Model Registries for ML Deployment (Deployment Series: Guide 06)

This is post 6 in my Ultimate Guide to Deploying Machine Learning Models. You can find the other posts in the series here.

In the last several posts of our machine learning deployment series we discussed how to deploy models for batch inference and online inference. In each of these posts we relied on the Model class defined in the software interfaces for ML deployment post to handle storing and retrieving a serialized model to and from a remote object storage system like Amazon S3 or Google Cloud Storage. This enables us to run independent model training and inference processes, possibly even on separate machines. After a model is trained and stored remotely, it can be used during inference by referencing the model’s remote file path.

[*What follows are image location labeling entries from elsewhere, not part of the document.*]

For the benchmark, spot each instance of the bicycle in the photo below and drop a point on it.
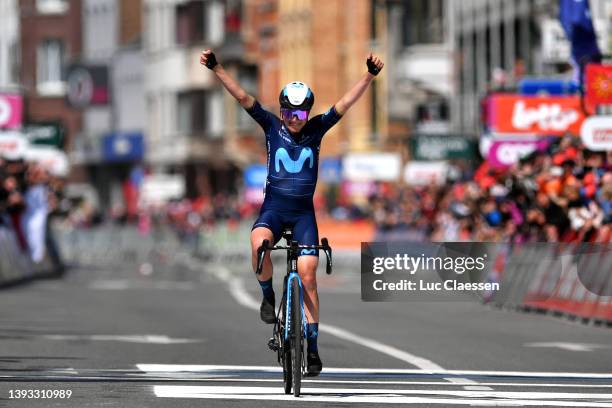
(290, 327)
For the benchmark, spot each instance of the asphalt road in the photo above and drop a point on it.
(188, 335)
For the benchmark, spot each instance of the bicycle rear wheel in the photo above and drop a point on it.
(297, 339)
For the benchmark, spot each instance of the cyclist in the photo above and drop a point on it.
(293, 144)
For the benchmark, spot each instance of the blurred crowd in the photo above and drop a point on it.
(29, 196)
(563, 194)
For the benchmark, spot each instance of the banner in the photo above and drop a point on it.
(371, 167)
(123, 147)
(425, 173)
(51, 134)
(596, 133)
(518, 114)
(11, 111)
(505, 153)
(52, 159)
(442, 147)
(12, 145)
(598, 85)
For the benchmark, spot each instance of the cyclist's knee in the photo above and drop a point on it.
(309, 281)
(258, 235)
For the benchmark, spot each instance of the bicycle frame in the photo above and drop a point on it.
(293, 250)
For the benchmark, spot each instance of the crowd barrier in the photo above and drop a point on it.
(16, 265)
(572, 280)
(566, 279)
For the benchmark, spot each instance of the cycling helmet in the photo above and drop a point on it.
(296, 95)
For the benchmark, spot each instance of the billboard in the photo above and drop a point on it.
(537, 115)
(598, 84)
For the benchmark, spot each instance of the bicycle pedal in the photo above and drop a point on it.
(273, 344)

Although this system allows us to separate model training from inference, it lacks a mechanism for passing information between these two processes. For example, how would we inject the remote file path from the training process into the inference process? Doing this manually is one option, but we’d prefer to "close the loop", especially if we wish to automate our machine learning deployments.

What we need is a centralized tracking system for trained machine learning models, otherwise known as a model registry. Similar to a domain name registry or container registry, a model registry is a database that stores model lineage, versioning, and other configuration information.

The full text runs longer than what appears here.